Posted by on 13 September 2016

When former landscape gardener Tony was looking to pursue a new vocation from scratch, he chose to study counselling at ACAP, for the course’s match to his satisfaction in helping others, and his personal interests in psychotherapy and sociology. While on placement at TaskForce Community Agency in Melbourne in his final year, Tony was offered a job as an Alcohol and Other Drugs (AOD) Clinician for forensic clients.

Read Tony’s story:

For the past 15 years I have been owner-operator of my own garden maintenance and landscape gardening business. For the most part I loved being self-employed and working outside every day. However, the work was very physical and was taking its toll on my body. I knew that sooner or later I would need to think about entering into a more sustainable career.

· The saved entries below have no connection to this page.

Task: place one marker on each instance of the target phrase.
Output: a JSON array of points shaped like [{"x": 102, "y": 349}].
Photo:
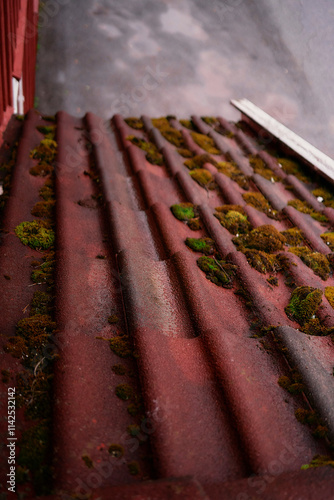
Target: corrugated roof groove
[{"x": 213, "y": 408}]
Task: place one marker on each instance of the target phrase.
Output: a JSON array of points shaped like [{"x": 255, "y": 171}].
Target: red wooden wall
[{"x": 18, "y": 42}]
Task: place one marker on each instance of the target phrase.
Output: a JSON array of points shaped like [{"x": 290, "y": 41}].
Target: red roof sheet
[{"x": 177, "y": 394}]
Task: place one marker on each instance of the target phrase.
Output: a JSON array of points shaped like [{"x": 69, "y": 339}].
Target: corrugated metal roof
[{"x": 177, "y": 367}]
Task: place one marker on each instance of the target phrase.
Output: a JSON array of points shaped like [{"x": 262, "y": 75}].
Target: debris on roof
[{"x": 167, "y": 311}]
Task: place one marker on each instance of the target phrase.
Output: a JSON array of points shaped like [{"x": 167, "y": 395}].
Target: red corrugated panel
[{"x": 166, "y": 383}]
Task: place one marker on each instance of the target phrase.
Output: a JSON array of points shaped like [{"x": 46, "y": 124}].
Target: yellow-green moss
[
  {"x": 231, "y": 170},
  {"x": 203, "y": 245},
  {"x": 258, "y": 201},
  {"x": 304, "y": 304},
  {"x": 293, "y": 168},
  {"x": 318, "y": 461},
  {"x": 42, "y": 169},
  {"x": 46, "y": 151},
  {"x": 205, "y": 143},
  {"x": 116, "y": 450},
  {"x": 305, "y": 208},
  {"x": 135, "y": 123},
  {"x": 201, "y": 176},
  {"x": 88, "y": 461},
  {"x": 218, "y": 271},
  {"x": 329, "y": 294},
  {"x": 35, "y": 234},
  {"x": 261, "y": 261},
  {"x": 262, "y": 169},
  {"x": 183, "y": 211},
  {"x": 186, "y": 153},
  {"x": 314, "y": 260},
  {"x": 188, "y": 124},
  {"x": 43, "y": 209},
  {"x": 265, "y": 238},
  {"x": 328, "y": 239},
  {"x": 233, "y": 218},
  {"x": 152, "y": 154},
  {"x": 293, "y": 236},
  {"x": 198, "y": 161},
  {"x": 121, "y": 346}
]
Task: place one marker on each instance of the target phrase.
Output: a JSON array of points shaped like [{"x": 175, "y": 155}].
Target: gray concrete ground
[{"x": 190, "y": 56}]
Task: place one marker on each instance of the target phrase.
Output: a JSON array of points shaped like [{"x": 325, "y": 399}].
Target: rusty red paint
[{"x": 216, "y": 420}]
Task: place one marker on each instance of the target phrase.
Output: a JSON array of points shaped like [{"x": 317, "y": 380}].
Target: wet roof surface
[{"x": 191, "y": 287}]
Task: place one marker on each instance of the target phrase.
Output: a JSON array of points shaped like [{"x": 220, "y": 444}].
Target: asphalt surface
[{"x": 187, "y": 57}]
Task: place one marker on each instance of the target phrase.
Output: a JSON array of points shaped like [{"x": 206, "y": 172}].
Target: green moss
[
  {"x": 293, "y": 236},
  {"x": 217, "y": 271},
  {"x": 231, "y": 170},
  {"x": 262, "y": 169},
  {"x": 329, "y": 294},
  {"x": 88, "y": 461},
  {"x": 201, "y": 176},
  {"x": 305, "y": 208},
  {"x": 205, "y": 143},
  {"x": 35, "y": 234},
  {"x": 45, "y": 151},
  {"x": 265, "y": 238},
  {"x": 33, "y": 456},
  {"x": 233, "y": 218},
  {"x": 293, "y": 168},
  {"x": 314, "y": 260},
  {"x": 304, "y": 303},
  {"x": 116, "y": 450},
  {"x": 183, "y": 211},
  {"x": 134, "y": 468},
  {"x": 328, "y": 239},
  {"x": 47, "y": 191},
  {"x": 319, "y": 461},
  {"x": 261, "y": 261},
  {"x": 188, "y": 124},
  {"x": 152, "y": 154},
  {"x": 170, "y": 133},
  {"x": 186, "y": 153},
  {"x": 113, "y": 319},
  {"x": 135, "y": 123},
  {"x": 121, "y": 346},
  {"x": 40, "y": 303},
  {"x": 43, "y": 209},
  {"x": 199, "y": 161},
  {"x": 258, "y": 201},
  {"x": 203, "y": 245},
  {"x": 42, "y": 169}
]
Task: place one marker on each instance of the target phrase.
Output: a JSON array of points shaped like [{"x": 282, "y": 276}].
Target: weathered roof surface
[{"x": 160, "y": 378}]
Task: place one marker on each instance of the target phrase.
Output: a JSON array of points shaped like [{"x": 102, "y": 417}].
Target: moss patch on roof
[
  {"x": 35, "y": 234},
  {"x": 205, "y": 142}
]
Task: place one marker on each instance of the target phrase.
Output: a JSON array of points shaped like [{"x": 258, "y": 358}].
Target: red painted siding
[{"x": 18, "y": 41}]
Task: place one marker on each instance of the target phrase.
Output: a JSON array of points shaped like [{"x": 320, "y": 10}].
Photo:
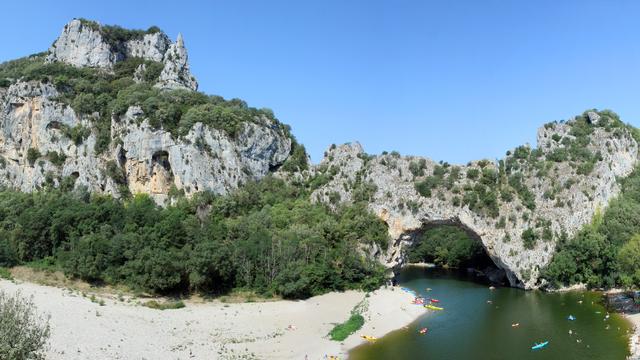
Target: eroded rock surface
[
  {"x": 563, "y": 195},
  {"x": 151, "y": 160}
]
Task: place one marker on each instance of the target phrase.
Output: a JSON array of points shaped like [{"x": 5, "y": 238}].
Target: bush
[
  {"x": 529, "y": 238},
  {"x": 56, "y": 158},
  {"x": 23, "y": 333},
  {"x": 342, "y": 331},
  {"x": 171, "y": 305},
  {"x": 33, "y": 155}
]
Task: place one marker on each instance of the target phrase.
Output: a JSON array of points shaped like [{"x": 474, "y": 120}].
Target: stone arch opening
[
  {"x": 452, "y": 244},
  {"x": 161, "y": 158}
]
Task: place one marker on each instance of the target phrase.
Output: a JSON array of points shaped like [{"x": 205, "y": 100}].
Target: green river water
[{"x": 471, "y": 328}]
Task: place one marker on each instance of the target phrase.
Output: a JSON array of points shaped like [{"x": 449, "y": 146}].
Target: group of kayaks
[
  {"x": 428, "y": 304},
  {"x": 541, "y": 345}
]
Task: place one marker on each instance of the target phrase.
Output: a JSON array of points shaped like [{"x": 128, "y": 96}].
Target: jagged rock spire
[
  {"x": 82, "y": 43},
  {"x": 176, "y": 73}
]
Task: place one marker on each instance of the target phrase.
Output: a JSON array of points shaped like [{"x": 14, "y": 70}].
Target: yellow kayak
[{"x": 369, "y": 338}]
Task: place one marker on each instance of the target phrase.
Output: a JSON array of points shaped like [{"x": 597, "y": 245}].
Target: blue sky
[{"x": 452, "y": 80}]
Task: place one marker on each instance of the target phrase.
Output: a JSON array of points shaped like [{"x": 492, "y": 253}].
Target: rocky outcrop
[
  {"x": 564, "y": 197},
  {"x": 176, "y": 73},
  {"x": 140, "y": 159},
  {"x": 84, "y": 43}
]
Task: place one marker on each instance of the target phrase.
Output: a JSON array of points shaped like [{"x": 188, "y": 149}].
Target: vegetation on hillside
[
  {"x": 606, "y": 252},
  {"x": 485, "y": 184},
  {"x": 114, "y": 35},
  {"x": 98, "y": 95},
  {"x": 266, "y": 237}
]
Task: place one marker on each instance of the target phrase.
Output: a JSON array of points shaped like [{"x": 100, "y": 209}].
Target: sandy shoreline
[{"x": 82, "y": 329}]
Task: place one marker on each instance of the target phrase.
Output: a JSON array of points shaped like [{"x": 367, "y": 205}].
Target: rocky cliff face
[
  {"x": 151, "y": 160},
  {"x": 518, "y": 207},
  {"x": 40, "y": 145},
  {"x": 88, "y": 44}
]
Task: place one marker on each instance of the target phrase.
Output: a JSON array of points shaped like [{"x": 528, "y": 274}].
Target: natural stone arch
[{"x": 411, "y": 238}]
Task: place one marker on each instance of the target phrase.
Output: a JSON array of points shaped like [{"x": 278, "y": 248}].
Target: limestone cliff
[
  {"x": 518, "y": 206},
  {"x": 85, "y": 43},
  {"x": 116, "y": 111},
  {"x": 44, "y": 140}
]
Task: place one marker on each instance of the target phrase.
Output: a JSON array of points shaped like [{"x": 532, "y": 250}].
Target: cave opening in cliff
[{"x": 454, "y": 247}]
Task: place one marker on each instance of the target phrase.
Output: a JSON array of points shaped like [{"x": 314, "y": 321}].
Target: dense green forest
[
  {"x": 445, "y": 245},
  {"x": 606, "y": 252},
  {"x": 266, "y": 237}
]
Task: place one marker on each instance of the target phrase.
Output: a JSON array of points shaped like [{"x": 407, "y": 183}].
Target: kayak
[
  {"x": 539, "y": 346},
  {"x": 369, "y": 338}
]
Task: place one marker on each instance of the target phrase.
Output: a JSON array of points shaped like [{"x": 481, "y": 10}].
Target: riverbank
[
  {"x": 106, "y": 327},
  {"x": 634, "y": 340}
]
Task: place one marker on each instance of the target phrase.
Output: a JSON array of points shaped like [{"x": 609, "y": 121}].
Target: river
[{"x": 476, "y": 323}]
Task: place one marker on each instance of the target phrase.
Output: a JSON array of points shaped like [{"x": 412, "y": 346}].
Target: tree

All I knew was that throughout my life, people had always confided in me. This was never more evident than in the running of my gardening business. Almost without exception my gardening clients would share their frustrations and current life challenges with me. This was a space I always sat comfortably in. There was something strangely familiar about the counsellor’s role.

I worked as an AOD (put in full name) counsellor for my entire placement. I had finished all the other academic requirements of my Bachelor (including the AOD counselling unit) and therefore had a very good theoretical understanding of several counselling modalities. I was also still running my own business during this time and consequently had a robust understanding of risk, consequence and personal accountability. My supervisor recognised these qualities instantly.

I was counselling clients within my fourth day of placement. I had a very high degree of autonomy, which suited my placement needs and my personality perfectly.

AOD was a natural fit for me and my colleagues and I knew it. Most of the other counsellors in the agency had suggested to my supervisor that he should offer me a job at the end of my placement. Being offered a job therefore was not a surprise but it was a relief.

I started paid work at TaskForce the week after I finished student placement. It was a very satisfying feeling to be offered a counselling job the day I finished my counselling degree! I worked part-time at TaskForce for the remainder of 2015 while still running my business.

In January 2016 I closed my gardening business and began working full-time at TaskForce, as an AOD Clinician. I now work almost exclusively with forensic clients. This means that the majority of my clients are mandated to see me for AOD counselling as part of their corrections order, bail conditions or as part of their parole order. I have become very passionate about working with this population.

All aspects of my placement helped prepare me for employment. Whilst the training I received at ACAP had given me the skills to be an effective student counsellor, it’s not until you’re sitting in front of your first client that you really get a taste of what being a ‘counsellor’ means. One-on-one, without a lecturer or supervisor watching over your shoulder and with nowhere to hide; this is how you learn your craft. 

I am a proud advocate of ACAP and encourage anybody thinking about a career in counselling to seriously consider studying at ACAP. I think the lecturers at ACAP are second to none. The depth of their academic knowledge combined with their field experience makes for a very well-rounded educational experience.

Undertaking placement is perhaps the most poignant aspect of the entire educational process at ACAP. It is ‘where the rubber hits the road’. During my time at TaskForce, I have observed several students from various universities undertake student placement. I can state without hesitation; that no student group in my opinion is better prepared for meeting the challenges of student placement, than ACAP students.